Ecco quello che ho creato io.

Andrea si fermò davanti al disegno. Non gli suggeriva nulla.

«Ho pagato quindici euro per vedere dei disegni che un bambino fa meglio?» borbottò, accennando un passo in avanti per osservare il prossimo.

Alice sorrise. “Il mio compagno non capisce l’arte moderna”. Socchiuse gli occhi per coglierne l’essenza. Il tratto minimale traboccava una espressione felice. Una donna? No, una ragazza dai capelli lunghi che ride. Una come me, positiva e solare. Alice lasciò correre avanti Andrea che mugugnava indispettito. Per lui entrare in una galleria o vedere una mostra d’arte era una sofferenza. “Preferisce donare un litro di sangue piuttosto che frequentare questi posti, asettici, climatizzati e immersi nella penombra”.

Sorrise. Adorava visitare mostre e musei. Ci avrebbe mangiato e dormito dentro pur di non staccarsi da essi.

Se avesse avuto libertà di scelta, si sarebbe laureata in una accademia d’arte. I genitori l’avevano costretta a diplomarsi maestra e laurearsi in lettere moderne. «Un titolo di studio vale più di essere un’artista senza futuro» avevano sentenziato. Adesso si ritrovava precaria in una scuola media di un paesino sperduto nella campagna emiliana. Venti ragazzi brufolosi ai quali leggere non piaceva, studiare ancora meno.
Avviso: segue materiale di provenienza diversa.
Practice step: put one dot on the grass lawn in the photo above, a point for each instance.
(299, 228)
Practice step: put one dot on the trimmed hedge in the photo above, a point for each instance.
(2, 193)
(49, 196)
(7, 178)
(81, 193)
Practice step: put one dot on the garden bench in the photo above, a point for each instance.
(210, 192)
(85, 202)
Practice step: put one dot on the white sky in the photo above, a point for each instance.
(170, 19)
Fare baldoria, quella sì che garbava molto. E poi sfottere Luciano, l’unico che non perdeva una battuta di quello che diceva durante l’ora di lezione. Scosse il capo, pensando a tutti gli scherzi atroci con i quali lo vessavano.
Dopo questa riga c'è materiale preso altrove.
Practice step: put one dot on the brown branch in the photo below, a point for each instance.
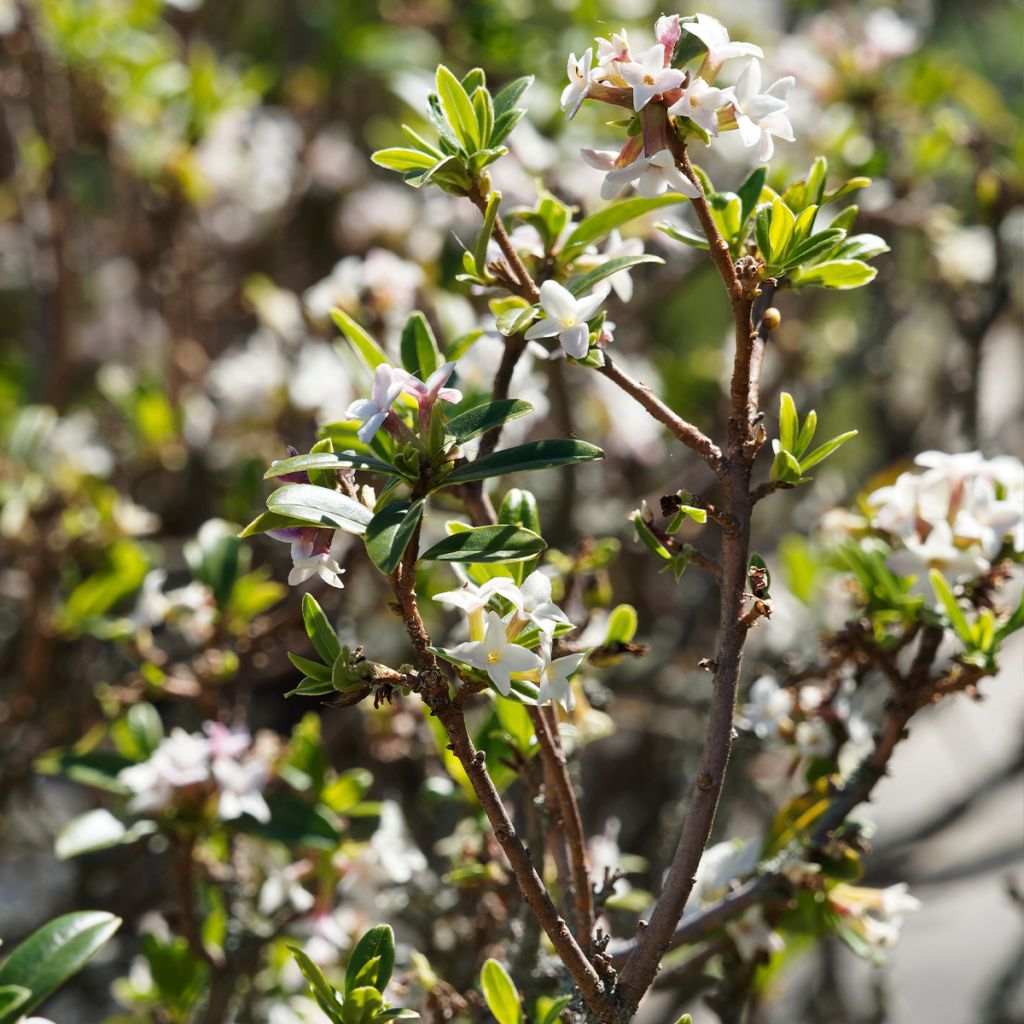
(546, 726)
(734, 472)
(690, 435)
(434, 691)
«Alice» urlò Andrea, incurante degli sguardi di biasimo degli altri visitatori. Stava profanando la sacralità del silenzio. «Ti sei innamorata di quello sgorbio?»

La ragazza arrossì. Si avviò all’uscita ma ci ripensò e lo affiancò. “Ma chi se ne frega se a lui non piacciono”. «Esci pure» sussurrò con un filo di voce. «Io finisco di vedere l’esposizione».

Andrea la guardò storto, socchiuse gli occhi, serrò le labbra. Inspirò aria e contò fino a dieci per calibrare le parole. Di primo acchito gli era venuta una battuta cattiva. “Tu rimani. Io prendo la macchina e me ne torno a casa. Tu arrangiati”. Poi pensò che non sarebbe stato corretto. Avevano fatto più di cento chilometri per vedere ‘Disegni d’avanguardia. 100 anni di collezioni private’. Non riusciva a immaginare come avesse potuto ritornare.

«Ti aspetto nel bar di fronte alla mostra» mormorò conciliante. «Però non farmi aspettare fino a domattina».

Alice lo baciò e disse: «Grazie. Non ci metterò molto». Poi ritornò sui suoi passi ad ammirare gli altri disegni.